Divide your write-equivalent data rate by
10MBps
which is the estimated capacity for a single vCPU in a single zone.Divide the result by your target utilization rate that you determined in step 2.
Multiply by
3
to account for replication across availability zones.Number of vCPUs = ceiling (83.33 / 10 / 0.5 ) * 3 = 50 vCPUs
Multiply your vCPU count by
4GB
to estimate the required RAM.4GB of RAM is recommended for each vCPU.
Amount of memory= 50 * 4GB = 200GB RAM
These calculations assume messages of size between 1 and 100KB. Very large messages impact calculations, and significant traffic spikes require additional resources. While you cannot decrease vCPUs below the number of brokers in your cluster, you can adjust memory size.
Here's why vCPU reduction is limited: Managed Service for Apache Kafka doesn't allow decreasing the number of brokers. Each broker requires a minimum of 1 CPU. For example, a cluster configured with 45 CPUs (with a maximum of 15 CPUs per broker) results in 3 brokers. In this scenario, you can decrease CPUs to as low as 3 (1 CPU per broker), but no further.
Test with your real workload for the most accurate sizing. Watch your cluster's resource usage and scale up if needed.
Create a cluster
Before you create a cluster, review the documentation of cluster properties.
Creating a cluster usually takes 20-30 minutes.
To create a cluster, follow these steps:
Console
-
In the Google Cloud console, go to the Clusters page.
- Select Create.
The Create Kafka cluster page opens.
- For the Cluster name, enter a string.
For more information about how to name a cluster, see Guidelines to name a Managed Service for Apache Kafka resource.
- For Location, enter a supported location.
For more information about supported locations, see Supported Managed Service for Apache Kafka locations.
- For Capacity configuration, enter values for Memory
and vCPUs.
For more information about how to size an Managed Service for Apache Kafka cluster, see Estimate vCPUs and memory for your Managed Service for Apache Kafka cluster.
- For Network configuration, enter the following details:
- Project: The project where the subnetwork is located. The subnet must be located in the same region as the cluster, but the project might be different.
- Network: The network to which the subnet is connected.
- Subnetwork: The name of the subnet.
- Subnet URI path: This field is automatically
populated. Or, you can enter the subnet path here. The name
of the subnet must be in the format:
projects/PROJECT_ID/regions/REGION/subnetworks/SUBNET_ID
. - Click Done.
- (Optional) Add additional subnets by clicking Add a connected
subnet.
You can add additional subnets, up to a maximum value of ten.

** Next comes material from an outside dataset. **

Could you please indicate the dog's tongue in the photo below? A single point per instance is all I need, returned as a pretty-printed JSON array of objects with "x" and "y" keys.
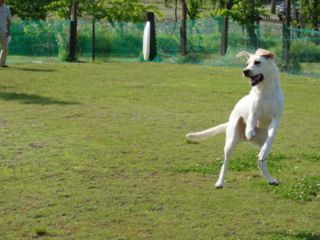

- Retain the other default values.
- Click Create.
gcloud
-
In the Google Cloud console, activate Cloud Shell.
At the bottom of the Google Cloud console, a Cloud Shell session starts and displays a command-line prompt. Cloud Shell is a shell environment with the Google Cloud CLI already installed and with values already set for your current project. It can take a few seconds for the session to initialize.
-
Run the
gcloud managed-kafka clusters create
command:gcloud managed-kafka clusters create CLUSTER_ID \ --location=LOCATION \ --cpu=CPU \ --memory=MEMORY \ --subnets=SUBNETS \ --auto-rebalance \ --encryption-key=ENCRYPTION_KEY \ --async \ --labels=LABELS
Replace the following:
-
CLUSTER_ID: The ID or name of the cluster.
For more information about how to name a cluster, see Guidelines to name a Managed Service for Apache Kafka resource.
-
LOCATION: The location of the cluster.
For more information about supported locations, see Supported Managed Service for Apache Kafka locations.
-
CPU: The number of vCPUs for the cluster.
For more information about how to size an Managed Service for Apache Kafka cluster, see Estimate vCPUs and memory for your Managed Service for Apache Kafka cluster.
-
MEMORY: The amount of memory for the cluster. Use "MB", "MiB", "GB", "GiB", "TB", or "TiB" units. For example, "10GiB".
-
SUBNETS: The list of subnets to connect to. Use commas to separate multiple subnet values.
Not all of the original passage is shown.